La Camera ha approvato l’introduzione del referendum propositivo, a favore M5s e Lega, contrari Pd e FI. Uno strumento di democrazia diretta?
L’introduzione del referendum propositivo ha fatto il suo primo passo alla Camera come proposta di legge costituzionale, ora passerà al Senato. Con il referendum propositivo promosso dal M5s, i cittadini possono presentare una proposta di legge, sostenuta almeno da 500 mila firme, e intervenire sull’iter legislativo nel caso in cui siano passati 18 mesi senza che il Parlamento l’abbia sottoposta a delibera o l’abbia modificata in modo sostanziale. Se il Parlamento non procede, lo faranno i cittadini stessi con il referendum propositivo.
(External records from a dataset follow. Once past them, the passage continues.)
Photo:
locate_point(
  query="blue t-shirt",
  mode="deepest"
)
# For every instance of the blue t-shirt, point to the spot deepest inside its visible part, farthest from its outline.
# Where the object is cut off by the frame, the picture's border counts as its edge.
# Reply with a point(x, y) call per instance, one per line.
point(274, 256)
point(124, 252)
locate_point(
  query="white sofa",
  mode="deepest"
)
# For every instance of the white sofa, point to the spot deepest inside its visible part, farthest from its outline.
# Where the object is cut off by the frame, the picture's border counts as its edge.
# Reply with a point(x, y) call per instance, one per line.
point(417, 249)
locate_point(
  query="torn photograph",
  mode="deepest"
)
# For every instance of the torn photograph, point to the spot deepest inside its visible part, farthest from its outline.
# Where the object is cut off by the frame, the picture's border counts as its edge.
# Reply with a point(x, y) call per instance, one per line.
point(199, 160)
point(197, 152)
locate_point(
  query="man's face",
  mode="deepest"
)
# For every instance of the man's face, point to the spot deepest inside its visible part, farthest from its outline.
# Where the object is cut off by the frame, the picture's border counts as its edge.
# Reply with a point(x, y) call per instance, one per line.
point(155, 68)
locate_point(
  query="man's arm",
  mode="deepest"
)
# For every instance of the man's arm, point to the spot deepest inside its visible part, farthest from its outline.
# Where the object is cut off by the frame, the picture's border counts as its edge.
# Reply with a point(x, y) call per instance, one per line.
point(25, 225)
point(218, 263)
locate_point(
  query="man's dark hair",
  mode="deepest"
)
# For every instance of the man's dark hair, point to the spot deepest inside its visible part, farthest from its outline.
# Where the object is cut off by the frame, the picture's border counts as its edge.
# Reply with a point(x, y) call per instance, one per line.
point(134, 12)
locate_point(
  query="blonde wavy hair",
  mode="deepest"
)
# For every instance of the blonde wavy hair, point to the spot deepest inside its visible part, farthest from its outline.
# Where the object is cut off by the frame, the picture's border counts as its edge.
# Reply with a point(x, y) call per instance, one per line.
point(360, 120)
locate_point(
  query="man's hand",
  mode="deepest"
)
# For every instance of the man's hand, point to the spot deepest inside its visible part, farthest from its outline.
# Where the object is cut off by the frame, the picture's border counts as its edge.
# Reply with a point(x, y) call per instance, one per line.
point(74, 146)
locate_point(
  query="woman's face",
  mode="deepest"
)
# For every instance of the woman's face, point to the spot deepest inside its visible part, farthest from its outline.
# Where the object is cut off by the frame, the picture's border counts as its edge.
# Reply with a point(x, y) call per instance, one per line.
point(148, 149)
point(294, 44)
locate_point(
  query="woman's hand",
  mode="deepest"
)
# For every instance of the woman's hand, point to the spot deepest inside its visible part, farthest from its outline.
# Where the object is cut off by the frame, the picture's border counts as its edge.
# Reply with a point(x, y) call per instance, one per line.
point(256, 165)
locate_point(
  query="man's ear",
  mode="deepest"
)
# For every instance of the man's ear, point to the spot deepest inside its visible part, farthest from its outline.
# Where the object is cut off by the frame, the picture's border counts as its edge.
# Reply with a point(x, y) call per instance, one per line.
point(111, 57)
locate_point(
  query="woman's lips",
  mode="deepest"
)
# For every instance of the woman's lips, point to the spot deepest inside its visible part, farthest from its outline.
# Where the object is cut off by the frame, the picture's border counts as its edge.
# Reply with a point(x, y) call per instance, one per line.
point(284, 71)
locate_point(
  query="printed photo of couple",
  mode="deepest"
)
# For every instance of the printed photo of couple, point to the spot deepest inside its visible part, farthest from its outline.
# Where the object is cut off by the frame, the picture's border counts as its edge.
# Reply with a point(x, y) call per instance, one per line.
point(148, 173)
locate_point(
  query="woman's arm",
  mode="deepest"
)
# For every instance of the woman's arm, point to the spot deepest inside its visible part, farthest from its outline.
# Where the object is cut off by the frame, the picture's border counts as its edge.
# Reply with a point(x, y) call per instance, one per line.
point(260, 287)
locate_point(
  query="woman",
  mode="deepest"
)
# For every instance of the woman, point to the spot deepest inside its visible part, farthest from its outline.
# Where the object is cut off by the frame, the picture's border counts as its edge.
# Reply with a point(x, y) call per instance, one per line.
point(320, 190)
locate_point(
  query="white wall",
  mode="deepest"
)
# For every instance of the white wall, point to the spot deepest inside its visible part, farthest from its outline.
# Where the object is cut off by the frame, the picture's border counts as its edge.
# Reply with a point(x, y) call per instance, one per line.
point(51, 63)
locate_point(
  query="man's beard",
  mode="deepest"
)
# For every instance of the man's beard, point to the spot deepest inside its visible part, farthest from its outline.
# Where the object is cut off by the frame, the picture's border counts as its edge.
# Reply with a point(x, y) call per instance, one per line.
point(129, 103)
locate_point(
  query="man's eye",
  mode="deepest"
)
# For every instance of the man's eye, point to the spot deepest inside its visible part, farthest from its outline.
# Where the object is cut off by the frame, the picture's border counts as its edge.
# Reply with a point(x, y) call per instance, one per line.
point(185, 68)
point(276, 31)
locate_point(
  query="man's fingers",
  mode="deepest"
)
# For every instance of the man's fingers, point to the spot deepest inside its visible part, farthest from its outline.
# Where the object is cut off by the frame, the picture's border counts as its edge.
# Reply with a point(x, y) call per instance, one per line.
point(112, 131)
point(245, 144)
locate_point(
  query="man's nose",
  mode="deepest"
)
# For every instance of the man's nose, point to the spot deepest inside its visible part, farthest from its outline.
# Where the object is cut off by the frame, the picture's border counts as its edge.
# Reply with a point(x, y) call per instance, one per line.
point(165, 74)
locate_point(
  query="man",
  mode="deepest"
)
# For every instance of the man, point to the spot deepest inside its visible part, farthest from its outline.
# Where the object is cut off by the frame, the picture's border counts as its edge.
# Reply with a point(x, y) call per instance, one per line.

I dubbi sulla democrazia diretta
I risultati del referendum propositivo saranno considerati validi solo con il 25 per cento di affluenza tra gli aventi diritto. L’altra restrizione, ammessa dai promotori al pieno potere popolare, riguarda il tema delle proposte di legge, non saranno accettate infatti iniziative che non rispettino la Costituzione. L’opposizione di Governo chiede però limiti meno vaghi e più circostanziati solo ad alcuni ambiti, così com’è la proposta di legge permetterebbe ai cittadini di intervenire anche in campi che necessitano di competenze tecniche specifiche, come quello penale e tributario. Ma il M5s non retrocede, e affida alla Corte Costituzionale il ruolo di tutela dei principi costituzionali nel vaglio della legge, lasciando però piena libertà di proposta ai cittadini.
Favorevoli e contrari
Nella votazione alla Camera per l’introduzione del referendum propositivo, a fianco del M5s si è schierata la Lega, mentre si sono espressi con voto contrario Pd e FI. La maggioranza di Governo però ha schiacciato l’opposizione, i voti favorevoli sono stati quasi il doppio dei contrari (272 vs 141). Forza Italia rifiuta del tutto la proposta M5s, considerandola distruttiva rispetto alla democrazia rappresentativa. Il Pd invece non esclude il dialogo qualora ad esempio si ponessero confini alle materie su cui far decidere i cittadini. Altre perplessità vanno in direzione del caos organizzativo e del dispendio di energie e risorse che si verificherebbero ogni volta che i cittadini volessero legiferare in autonomia.